Wow, you went crazy with the mods.  I don't have those skills, but I did take apart the cylinder because it was leaking;  turned out the huge nut (with lock washer) was never tightened up at the factory.  Some welds leaked on the tank and I had to have it welded, which is holding, knock on wood.  Where did you put the auxiliary tank?  I was looking around for a plan B if the welding didn't work.  I mostly only split vertical.  I have maybe 40 cords through it and otherwise seems to be working okay.  I love the Robin engine.

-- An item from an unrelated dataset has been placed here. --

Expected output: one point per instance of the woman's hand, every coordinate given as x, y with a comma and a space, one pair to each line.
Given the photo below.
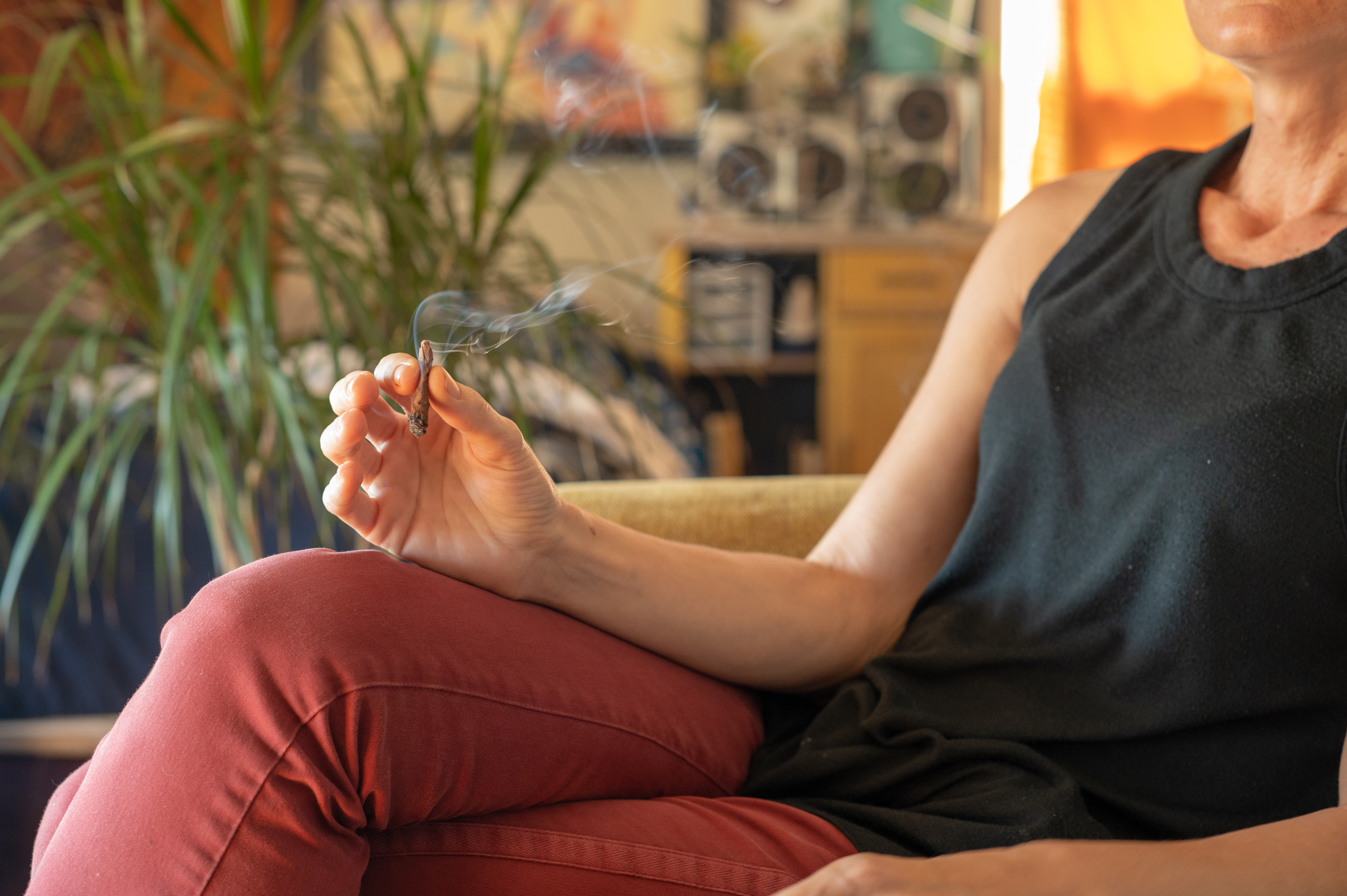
1022, 871
468, 499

Sorry for the hijack.  I still will try cutting a large cookie and use that to save piston travel.


----------



## Jags (Dec 26, 2012)

Why not drill a 1/2" hole in the beam where you want the retract to stop and drop a half inch nut and bolt in??  Easy and you could even do a couple of holes if you wanted to adjust more incrementally.


----------



## LLigetfa (Dec 26, 2012)

Jags said:


> Why not drill a 1/2" hole in the beam where you want the retract to stop and drop a half inch nut and bolt in??

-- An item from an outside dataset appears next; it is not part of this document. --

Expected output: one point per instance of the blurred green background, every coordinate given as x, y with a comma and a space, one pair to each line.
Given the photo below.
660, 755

I think the stop should be placed as close as possible to the centreline of the ram. Down on the beam might cause the base shoe to tip up, putting pressure against the seal on the cylinder. If I had my druthers, I would put my stop pin above the ram by notching out the ejector and welding collars to put the pin through. I got lucky in so far as the play in the shoe is such that it does not lift the ram.


----------



## Jags (Dec 26, 2012)

Not all splitters have ejector arms. If you place the hole just to the side of the beam web it will work just fine. You would have to have a very loose fit shuttle for it to tip enough to cause trouble, but I suppose it could happen if it was very sloppy.

Note: most of the detente type valves are set at 600 psi (or around that) to release.  Not a lot of force when compared to the "push" force.


----------



## LLigetfa (Dec 26, 2012)

Jags said:


> Not all splitters have ejector arms...


Understood.  I was speaking in general terms.  The OP I think has MTD but some with other brands have joined in.

Another thought I had was to split a heavywall pipe in two lengthwise, line it with rubber to be kind to the ram, piano hinge one side and pin the other.  It doesn't have to be pipe... could be two sections of angle iron.  Just need to be sure the face of the cylinder that holds the seal can take the abuse.


----------



## Jags (Dec 26, 2012)

LLigetfa said:


> Just need to be sure the face of the cylinder that holds the seal can take the abuse.


 That right there is the important part when using sleeve type limiters.  Some rams have a more protruded seal that can be damaged.  Another reason I like the bolt in the beam.


----------



## bogydave (Dec 26, 2012)

Jags said:


> That right there is the important part when using sleeve type limiters. Some rams have a more protruded seal that can be damaged. Another reason I like the bolt in the beam.


 
 May try the bolt in the beam trick.   (17" splits on a 24" splitter)
Was gonna make a PVC pipe sleeve, but the bolt idea seems easier 
Every now & then a split gets wedged on the wedge & I have to retract it all the way to get it off.
The bolt idea would be easy to remove when that happens.


----------



## Jags (Dec 26, 2012)

On the other hand, Dave...you DO have the log ejector, and the mod done by LL would probably work well (also).


----------



## bogydave (Dec 26, 2012)

Went back & looked harder at LL's modification. 
Might be the way to go. I'll see if I get enough travel reduction .
(22 ton Speeco)


----------



## Jags (Dec 26, 2012)

bogydave said:


> Went back & looked harder at LL's modification.
> Might be the way to go. I'll see if I get enough travel reduction .
> (22 ton Speeco)


 
If not - the bolt on beam should work for ya.


----------



## swagler85 (Dec 26, 2012)

bogydave said:


> Went back & looked harder at LL's modification.
> Might be the way to go. I'll see if I get enough travel reduction .
> (22 ton Speeco)


I have the same splitter and don't think it would give enough travel reduction. I was thinking that a piece of angle iron on the back of the wedge to hit the ejector or vice versa. Something that would be easily removable  so I can retract the ram.


----------